3. Here's the part to think over.... Now they are mirror-like shiney and way cool looking. Trouble is, the protective coating is gone. Any sweat drops or road water lands on them and corrodes in hours. Leaving a yucky white corroded area.


----------



## brewster (Jun 15, 2004)

Once you polish, the coating is gone like he said. The good part is they look awesome....for a while. But oxidation forms and they look dull and milky looking. If you are willing to polish up with Mother's Billet aluminum polish about once a month, you can have cranks that look like chrome.


----------



## johndengler (Feb 1, 2005)

Check this out.

http://forums.roadbikereview.com/showthread.php?t=19274

It has some good info. and pictures on how to do such a thing. Also, it looks like you can use automotive laquer once you are done polishing to protect the parts.

-John


----------



## CU155 (Mar 19, 2004)

*thanks*

Thank you all for your input...anything's better than their current state. Now it's time to get out the polish.


----------



## neil0502 (Feb 11, 2005)

*But . . . but . .*



brewster said:


> Once you polish, the coating is gone like he said. The good part is they look awesome....for a while. But oxidation forms and they look dull and milky looking. If you are willing to polish up with Mother's Billet aluminum polish about once a month, you can have cranks that look like chrome.

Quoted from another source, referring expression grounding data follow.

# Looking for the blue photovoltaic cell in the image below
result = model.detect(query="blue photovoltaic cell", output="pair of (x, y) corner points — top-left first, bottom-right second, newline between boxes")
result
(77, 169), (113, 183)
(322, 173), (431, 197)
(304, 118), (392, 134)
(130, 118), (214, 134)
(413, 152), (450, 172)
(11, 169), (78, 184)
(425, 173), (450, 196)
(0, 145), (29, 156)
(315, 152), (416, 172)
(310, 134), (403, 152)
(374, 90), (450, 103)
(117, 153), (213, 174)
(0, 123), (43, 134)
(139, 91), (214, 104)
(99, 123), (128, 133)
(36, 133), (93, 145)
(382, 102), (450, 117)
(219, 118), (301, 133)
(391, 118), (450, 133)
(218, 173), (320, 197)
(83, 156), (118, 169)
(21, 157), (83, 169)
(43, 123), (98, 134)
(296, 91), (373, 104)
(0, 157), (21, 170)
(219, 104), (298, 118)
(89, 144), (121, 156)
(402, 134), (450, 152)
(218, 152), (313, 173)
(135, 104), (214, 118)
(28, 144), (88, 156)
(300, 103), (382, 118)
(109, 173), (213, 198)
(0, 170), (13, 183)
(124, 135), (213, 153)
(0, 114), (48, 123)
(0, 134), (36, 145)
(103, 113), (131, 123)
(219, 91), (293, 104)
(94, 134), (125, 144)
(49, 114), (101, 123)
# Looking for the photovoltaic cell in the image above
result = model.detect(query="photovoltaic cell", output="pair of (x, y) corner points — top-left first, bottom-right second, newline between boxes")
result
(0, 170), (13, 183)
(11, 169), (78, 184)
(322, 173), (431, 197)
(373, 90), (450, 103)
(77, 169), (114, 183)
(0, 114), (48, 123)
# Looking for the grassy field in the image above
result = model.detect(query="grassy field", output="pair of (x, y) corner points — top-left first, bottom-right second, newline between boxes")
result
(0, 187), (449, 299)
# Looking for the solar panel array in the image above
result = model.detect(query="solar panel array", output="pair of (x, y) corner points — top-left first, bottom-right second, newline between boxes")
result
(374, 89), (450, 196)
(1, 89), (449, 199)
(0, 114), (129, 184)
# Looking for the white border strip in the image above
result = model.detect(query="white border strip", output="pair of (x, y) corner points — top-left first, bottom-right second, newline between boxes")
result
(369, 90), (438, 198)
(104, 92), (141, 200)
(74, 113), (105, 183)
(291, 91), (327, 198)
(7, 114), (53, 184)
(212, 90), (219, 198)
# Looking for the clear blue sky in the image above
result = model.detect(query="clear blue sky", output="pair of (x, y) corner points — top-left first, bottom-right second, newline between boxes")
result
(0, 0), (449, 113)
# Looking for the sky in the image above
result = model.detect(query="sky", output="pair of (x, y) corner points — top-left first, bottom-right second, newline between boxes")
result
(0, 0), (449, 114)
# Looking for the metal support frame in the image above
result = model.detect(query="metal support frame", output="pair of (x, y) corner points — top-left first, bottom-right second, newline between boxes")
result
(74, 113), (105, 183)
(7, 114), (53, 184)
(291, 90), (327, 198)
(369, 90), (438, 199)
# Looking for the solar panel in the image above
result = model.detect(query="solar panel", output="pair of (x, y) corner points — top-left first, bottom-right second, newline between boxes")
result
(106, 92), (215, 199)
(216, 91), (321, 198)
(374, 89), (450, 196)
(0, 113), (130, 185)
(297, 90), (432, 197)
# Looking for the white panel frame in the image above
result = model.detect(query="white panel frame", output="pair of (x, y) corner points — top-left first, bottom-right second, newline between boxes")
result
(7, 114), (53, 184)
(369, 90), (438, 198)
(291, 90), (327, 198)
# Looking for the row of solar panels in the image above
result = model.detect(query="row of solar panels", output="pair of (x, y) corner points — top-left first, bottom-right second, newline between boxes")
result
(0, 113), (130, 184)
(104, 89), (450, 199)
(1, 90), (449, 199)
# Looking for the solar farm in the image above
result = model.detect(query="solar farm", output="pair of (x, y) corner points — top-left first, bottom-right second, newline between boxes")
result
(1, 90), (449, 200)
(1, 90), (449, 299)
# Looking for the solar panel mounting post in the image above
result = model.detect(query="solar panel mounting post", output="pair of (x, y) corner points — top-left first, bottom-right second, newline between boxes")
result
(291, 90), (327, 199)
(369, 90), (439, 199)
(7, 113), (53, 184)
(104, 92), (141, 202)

But once you got them all spit-shined, couldn't you either thrown on a couple of coats of the best wax you can find (perhaps some old-fashioned paste carnauba, like Meguiars used to (still??) sell), or get some actual clearcoat through an auto repair supply shop, or . . . 

IOW: there should be a more-than-adequate way to protect these things once cleaned up, no?


----------



## Roger H (Feb 8, 2002)

*Polishing cranks*

I took mine to a shop that polishes motorcycle parts. Took about ten minutes to make them look great. Even took out small scratches. Cost twnty bucks (their minimum) but better than me doing it by hand.


----------



## Bill70J (Sep 23, 2004)

*Re-anodizing is Best*



CU155 said:


> I've got a pair of well used dura ace cranks on a race bike that I built up as my winter project. The rest of the bike looks pretty clean but the cranks are pitted with aluminum rust. It's sort of a pock mark effect. I know that I can't get all of the damage out but I was wondering what people do to clean/polish up their cranks. Thanks for any assistance.
> 
> Cheers,
> 
> Ben


IMO, once you remove the anodized finish, you will be forever polishing to keep the oxidation away, as I am not sure how durable a rattle-can clear laquer or Verathane coating would be in protecting a bare aluminum finish (especially being exposed to the elements). I think your best bet would be to polish the cranks then have them re-anodized. Or if you have a number of aluminum parts you need to work on, purchase the necessary supplies and do it yourself.


----------